Le square George Floyd, une agora rattrapée par la violence

  • Le «square George Floyd», tel que l'ont rebaptisé ses animateurs, est devenu un lieu de recueillement, de débats enflammés et de création artistique, dédié à la lutte contre les violences policières et le racisme
  • Les proches du défunt ont promis vendredi de consacrer à l'aménagement du quartier 500.000 des 27 millions de dollars de dédommagement que la mairie va leur verser

MINNEAPOLIS: Mémorial ou zone de non-droit ? Le carrefour où est mort George Floyd, à Minneapolis, présente, selon les heures et les jours, deux facettes de plus en plus difficiles à concilier. 

Côté pile: le « square George Floyd », tel que l'ont rebaptisé ses animateurs, est devenu un lieu de recueillement, de débats enflammés et de création artistique, dédié à la lutte contre les violences policières et le racisme. 

Côté face: des coups de feu, certains mortels, déchirent parfois ses nuits, ses accès sont filtrés par des vigiles et des voitures sans plaque rôdent régulièrement aux alentours.  

A la fin mai, des foules bouleversées par le calvaire de George Floyd, un quadragénaire noir filmé pendant de longues minutes en train d'étouffer sous le genou d'un policier blanc, s'étaient précipitées sur le trottoir où il s'est éteint pour déposer bouquets, bougies, et autres messages griffonnés. 

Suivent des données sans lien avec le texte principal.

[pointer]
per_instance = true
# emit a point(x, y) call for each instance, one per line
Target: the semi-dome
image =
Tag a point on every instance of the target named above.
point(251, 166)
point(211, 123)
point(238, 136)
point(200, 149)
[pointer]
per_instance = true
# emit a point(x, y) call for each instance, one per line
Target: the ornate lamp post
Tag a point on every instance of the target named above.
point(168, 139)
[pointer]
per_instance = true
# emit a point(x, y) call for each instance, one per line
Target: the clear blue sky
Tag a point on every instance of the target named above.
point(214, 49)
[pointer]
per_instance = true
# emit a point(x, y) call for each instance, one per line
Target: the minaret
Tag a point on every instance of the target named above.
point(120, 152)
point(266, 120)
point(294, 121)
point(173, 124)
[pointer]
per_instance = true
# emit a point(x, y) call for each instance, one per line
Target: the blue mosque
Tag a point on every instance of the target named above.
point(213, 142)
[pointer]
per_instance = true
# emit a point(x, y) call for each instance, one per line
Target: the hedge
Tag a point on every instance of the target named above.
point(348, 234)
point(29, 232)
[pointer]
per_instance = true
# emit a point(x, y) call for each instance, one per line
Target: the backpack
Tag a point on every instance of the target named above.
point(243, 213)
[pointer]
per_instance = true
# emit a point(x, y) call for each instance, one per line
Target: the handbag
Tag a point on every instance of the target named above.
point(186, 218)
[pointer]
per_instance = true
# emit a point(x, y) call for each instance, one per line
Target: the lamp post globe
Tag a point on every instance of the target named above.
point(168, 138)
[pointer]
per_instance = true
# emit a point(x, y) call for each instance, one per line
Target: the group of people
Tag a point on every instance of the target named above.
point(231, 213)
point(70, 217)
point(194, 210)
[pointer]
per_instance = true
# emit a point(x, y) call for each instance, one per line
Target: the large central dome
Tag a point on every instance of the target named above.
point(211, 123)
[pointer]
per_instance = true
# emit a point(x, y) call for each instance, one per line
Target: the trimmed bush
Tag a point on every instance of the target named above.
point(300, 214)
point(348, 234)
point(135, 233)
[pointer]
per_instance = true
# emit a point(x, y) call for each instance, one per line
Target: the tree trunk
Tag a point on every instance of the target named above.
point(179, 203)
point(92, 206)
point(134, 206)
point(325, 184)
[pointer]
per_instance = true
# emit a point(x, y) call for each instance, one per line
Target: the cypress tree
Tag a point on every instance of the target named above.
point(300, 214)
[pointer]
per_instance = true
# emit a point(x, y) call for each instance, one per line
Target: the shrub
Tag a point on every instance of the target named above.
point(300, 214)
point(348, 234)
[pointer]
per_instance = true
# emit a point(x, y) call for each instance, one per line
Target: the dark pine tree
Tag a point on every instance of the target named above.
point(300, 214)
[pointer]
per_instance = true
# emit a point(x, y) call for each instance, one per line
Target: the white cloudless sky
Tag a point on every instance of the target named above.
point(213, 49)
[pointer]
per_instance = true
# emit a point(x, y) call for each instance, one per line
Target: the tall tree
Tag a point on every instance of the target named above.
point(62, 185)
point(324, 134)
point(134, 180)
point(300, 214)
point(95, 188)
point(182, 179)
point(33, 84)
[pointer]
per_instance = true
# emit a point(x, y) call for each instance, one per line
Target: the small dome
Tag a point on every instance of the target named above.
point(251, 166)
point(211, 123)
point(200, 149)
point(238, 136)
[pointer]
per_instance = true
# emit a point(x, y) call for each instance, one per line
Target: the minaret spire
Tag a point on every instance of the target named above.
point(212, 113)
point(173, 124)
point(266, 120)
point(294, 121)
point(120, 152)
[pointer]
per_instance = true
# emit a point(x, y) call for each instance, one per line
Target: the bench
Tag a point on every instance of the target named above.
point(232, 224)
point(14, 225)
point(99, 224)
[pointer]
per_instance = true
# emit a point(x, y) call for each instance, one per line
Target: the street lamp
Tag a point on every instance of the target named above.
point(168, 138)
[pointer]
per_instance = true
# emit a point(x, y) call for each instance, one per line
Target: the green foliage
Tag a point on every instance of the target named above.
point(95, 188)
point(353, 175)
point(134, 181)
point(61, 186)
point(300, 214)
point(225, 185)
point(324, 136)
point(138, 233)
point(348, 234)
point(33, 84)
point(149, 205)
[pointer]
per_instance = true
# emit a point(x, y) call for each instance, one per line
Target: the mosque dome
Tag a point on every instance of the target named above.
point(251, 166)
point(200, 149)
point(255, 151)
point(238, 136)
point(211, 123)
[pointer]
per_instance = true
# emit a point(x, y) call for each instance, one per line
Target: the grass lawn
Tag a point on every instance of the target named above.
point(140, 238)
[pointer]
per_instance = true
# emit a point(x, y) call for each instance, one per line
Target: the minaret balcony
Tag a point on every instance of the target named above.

Afin de surmonter son « traumatisme », Jeanelle Austin, une femme noire de 36 ans ayant grandi dans le quartier, a commencé à prendre soin du site, d'abord en ramassant les poubelles, puis en tentant de préserver les « offrandes » de ces anonymes. 

« Les gens se rappellent de moi parce que je tenais chaque fleur comme si c'était de l'or », raconte-t-elle. De plus en plus investie, elle collabore désormais avec des conservateurs bénévoles et avec la famille Floyd dans l'idée de créer une structure pérenne.  

Les proches du défunt ont promis vendredi de consacrer à l'aménagement du quartier 500.000 des 27 millions de dollars de dédommagement que la mairie va leur verser. « Les gens viendront ici pour célébrer la culture noire », selon leur avocat Ben Crump. 

En attendant, Jeanelle Austin relève que le site fourmille déjà d'initiatives: c'est «à la fois une communauté, un moteur d'émancipation, un lieu pour exprimer sa douleur, manifester ou venir en pèlerinage. » 

Check-points 

L'AFP n'a toutefois pas pu constater ce foisonnement, le square ayant été fermé par un noyau dur de militants après la mort d'un jeune homme, abattu sur place le 7 mars dans des circonstances qui restent floues. 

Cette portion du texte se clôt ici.